About 18% is carbon, the backbone of all the organic molecules — DNA, proteins, fats, sugars, every cell. Every carbon atom was made in a star, by triple-helium fusion.

About 10% is hydrogen, mostly in water and organic molecules. The hydrogen in your body is primordial — the actual atoms formed in the first few minutes after the cosmic rebound, more than 13 billion years ago. Every glass of water you drink contains hydrogen that has existed for the entire history of the universe.

About 3% is nitrogen, made in stellar fusion cycles. Most of it is in proteins and DNA.

About 1.5% is calcium — the backbone of your bones — also made in stars.

Smaller amounts of phosphorus, potassium, sulfur, sodium, magnesium, iron, and the trace elements — all forged in stellar fusion or supernovae.

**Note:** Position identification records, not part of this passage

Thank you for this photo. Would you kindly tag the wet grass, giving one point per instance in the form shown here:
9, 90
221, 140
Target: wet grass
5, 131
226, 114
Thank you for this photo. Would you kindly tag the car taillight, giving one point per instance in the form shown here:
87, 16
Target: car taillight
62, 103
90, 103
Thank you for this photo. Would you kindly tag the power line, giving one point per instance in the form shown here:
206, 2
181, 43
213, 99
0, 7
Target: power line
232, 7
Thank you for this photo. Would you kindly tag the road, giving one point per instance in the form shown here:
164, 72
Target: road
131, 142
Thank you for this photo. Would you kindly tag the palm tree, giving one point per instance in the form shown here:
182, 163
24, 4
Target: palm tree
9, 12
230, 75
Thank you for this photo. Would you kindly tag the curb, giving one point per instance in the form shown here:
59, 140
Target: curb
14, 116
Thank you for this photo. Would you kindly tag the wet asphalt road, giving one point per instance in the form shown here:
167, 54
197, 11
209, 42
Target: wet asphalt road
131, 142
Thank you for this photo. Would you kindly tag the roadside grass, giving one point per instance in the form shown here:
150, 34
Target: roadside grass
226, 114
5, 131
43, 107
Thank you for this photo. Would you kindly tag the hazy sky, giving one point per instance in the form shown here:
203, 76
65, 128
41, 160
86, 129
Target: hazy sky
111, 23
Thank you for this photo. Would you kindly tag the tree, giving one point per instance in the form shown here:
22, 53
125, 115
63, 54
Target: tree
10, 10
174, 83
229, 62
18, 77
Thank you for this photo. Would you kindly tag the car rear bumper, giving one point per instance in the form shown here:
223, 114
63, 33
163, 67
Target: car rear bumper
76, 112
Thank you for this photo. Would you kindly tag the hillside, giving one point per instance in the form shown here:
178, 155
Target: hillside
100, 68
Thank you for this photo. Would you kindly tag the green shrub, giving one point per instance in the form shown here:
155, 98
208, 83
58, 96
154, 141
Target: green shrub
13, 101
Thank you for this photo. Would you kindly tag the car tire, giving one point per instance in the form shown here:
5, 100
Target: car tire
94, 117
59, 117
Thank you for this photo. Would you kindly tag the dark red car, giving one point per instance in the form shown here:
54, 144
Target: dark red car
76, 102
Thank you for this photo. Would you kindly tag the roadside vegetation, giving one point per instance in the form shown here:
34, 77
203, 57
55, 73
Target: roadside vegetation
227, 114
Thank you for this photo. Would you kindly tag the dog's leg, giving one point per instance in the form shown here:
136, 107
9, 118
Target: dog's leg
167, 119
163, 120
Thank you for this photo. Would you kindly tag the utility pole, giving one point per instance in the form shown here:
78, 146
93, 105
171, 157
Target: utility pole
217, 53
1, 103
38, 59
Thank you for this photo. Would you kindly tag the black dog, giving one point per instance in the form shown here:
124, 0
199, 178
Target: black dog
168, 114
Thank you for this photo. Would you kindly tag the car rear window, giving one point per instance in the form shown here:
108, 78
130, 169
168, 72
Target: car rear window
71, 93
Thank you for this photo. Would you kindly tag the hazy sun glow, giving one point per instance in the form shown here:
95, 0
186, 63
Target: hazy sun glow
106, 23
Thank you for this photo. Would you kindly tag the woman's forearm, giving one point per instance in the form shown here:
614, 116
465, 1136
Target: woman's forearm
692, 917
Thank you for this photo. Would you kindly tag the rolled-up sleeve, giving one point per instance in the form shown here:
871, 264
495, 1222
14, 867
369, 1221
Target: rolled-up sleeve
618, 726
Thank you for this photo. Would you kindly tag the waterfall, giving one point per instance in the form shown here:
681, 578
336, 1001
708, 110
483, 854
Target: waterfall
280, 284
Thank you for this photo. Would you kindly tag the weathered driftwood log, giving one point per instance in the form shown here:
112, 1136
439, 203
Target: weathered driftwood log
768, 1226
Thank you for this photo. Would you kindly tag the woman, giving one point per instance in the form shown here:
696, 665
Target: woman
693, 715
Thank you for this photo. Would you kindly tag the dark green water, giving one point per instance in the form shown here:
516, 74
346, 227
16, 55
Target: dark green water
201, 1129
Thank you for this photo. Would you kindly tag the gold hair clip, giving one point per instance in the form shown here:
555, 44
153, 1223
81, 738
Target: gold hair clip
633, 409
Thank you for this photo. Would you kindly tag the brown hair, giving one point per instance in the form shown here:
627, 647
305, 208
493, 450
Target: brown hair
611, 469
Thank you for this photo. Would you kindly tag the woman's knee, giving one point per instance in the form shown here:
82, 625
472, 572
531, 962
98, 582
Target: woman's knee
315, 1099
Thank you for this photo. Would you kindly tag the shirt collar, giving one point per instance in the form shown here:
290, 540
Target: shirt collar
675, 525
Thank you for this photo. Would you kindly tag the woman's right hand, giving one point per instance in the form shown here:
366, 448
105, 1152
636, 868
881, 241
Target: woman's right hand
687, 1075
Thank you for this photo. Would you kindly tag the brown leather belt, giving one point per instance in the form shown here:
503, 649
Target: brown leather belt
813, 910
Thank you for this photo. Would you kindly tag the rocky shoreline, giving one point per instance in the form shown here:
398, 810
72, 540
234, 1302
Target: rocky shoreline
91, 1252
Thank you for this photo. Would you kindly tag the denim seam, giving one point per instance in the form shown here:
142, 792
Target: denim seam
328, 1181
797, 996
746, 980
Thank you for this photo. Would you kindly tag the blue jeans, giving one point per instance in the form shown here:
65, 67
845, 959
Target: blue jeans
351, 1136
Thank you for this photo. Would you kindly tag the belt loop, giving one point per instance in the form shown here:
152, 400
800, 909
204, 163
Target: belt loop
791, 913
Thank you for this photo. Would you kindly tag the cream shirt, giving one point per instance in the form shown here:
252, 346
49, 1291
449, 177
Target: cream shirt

The iron in your blood that carries oxygen to your cells was made in the core of a massive star and scattered when it exploded billions of years before the Earth formed. Then it became part of the gas cloud that became our Solar System. Then it became part of Earth. Then it became part of the food chain. Then it became part of you.

This is not metaphor. The actual atoms — the actual closed-ring soliton configurations of the fabric — that make up your body have travelled across cosmic time and space to be assembled into the configuration that is you.

The structural picture

The framework's apparatus contains everything needed for this account to be derivable in principle, from one Lagrangian and ten anchored inputs:

1. The cosmic initial state at n = n_H is a structural prediction of the saturation law (§11.6)

2. The fabric relaxation from n_H toward n = 1 is governed by the Master PDE in homogeneous-isotropic configuration (§12)

3. The α_W coupling channel (§9.3) handles multi-soliton binding into nuclei

4. The fabric's congestion gradient (gravity from the Master PDE static limit) collapses gas into stars

5. Inside stars, the α_W coupling drives fusion — multi-soliton rebinding into heavier configurations

6. The α_J coupling (§9.2) handles electron-nucleus binding into atoms and atom-atom binding into molecules

What the framework derives in its current form: the catalogue (every stable proton-neutron-electron configuration), the integer mass formula, the α_W binding mechanism for nuclei, the α_J binding for atoms, the periodic structure of chemistry from Pauli occupancy on framing quantum numbers (Predictions 120–124).

What is identified as open work within the framework's apparatus: the specific numerical values of nuclear binding energies (the Aston curve, Prediction 119), the magic numbers in nuclei (Prediction 120), and the detailed dynamics of primordial element formation from the early relaxing fabric. The framework permits these to be derived — the apparatus exists — but the detailed numerical work is identified as quests for further development.

The same framework that produces gravity produces the catalogue. The same framework that produces particle masses provides the binding mechanism for nuclei. No new ingredients are added for each new domain — just the same Lagrangian applied in new regimes.

What this means

The world is made of star material, in the most literal sense. Every atom in every cell of your body was either present in the universe's first few minutes (hydrogen) or forged inside a star that died long before our Sun was born (everything heavier).

You are the universe's elements assembled into a temporary, conscious configuration. The atoms that make you up have existed for billions of years. They have been parts of stars, parts of nebulae, parts of planets, parts of countless other configurations across cosmic history. Right now they are arranged as you, reading this. When you die, those atoms will continue. They'll become parts of other things — soil, plants, animals, eventually other people. The atoms persist; configurations come and go.

The framework names the mechanism (one fabric, two coupling channels, one Lagrangian) and traces the lineage of every element from its origin to your body. The atoms in your eyes that are reading this sentence have been on a 13.8-billion-year journey through cosmic time. The fabric persists. The elements persist. The configuration that is you is one fleeting arrangement of much older material.

One fabric. Two coupling channels. A catalogue of stable nuclei. The elements of the world — and of you — built from the same apparatus over billions of years.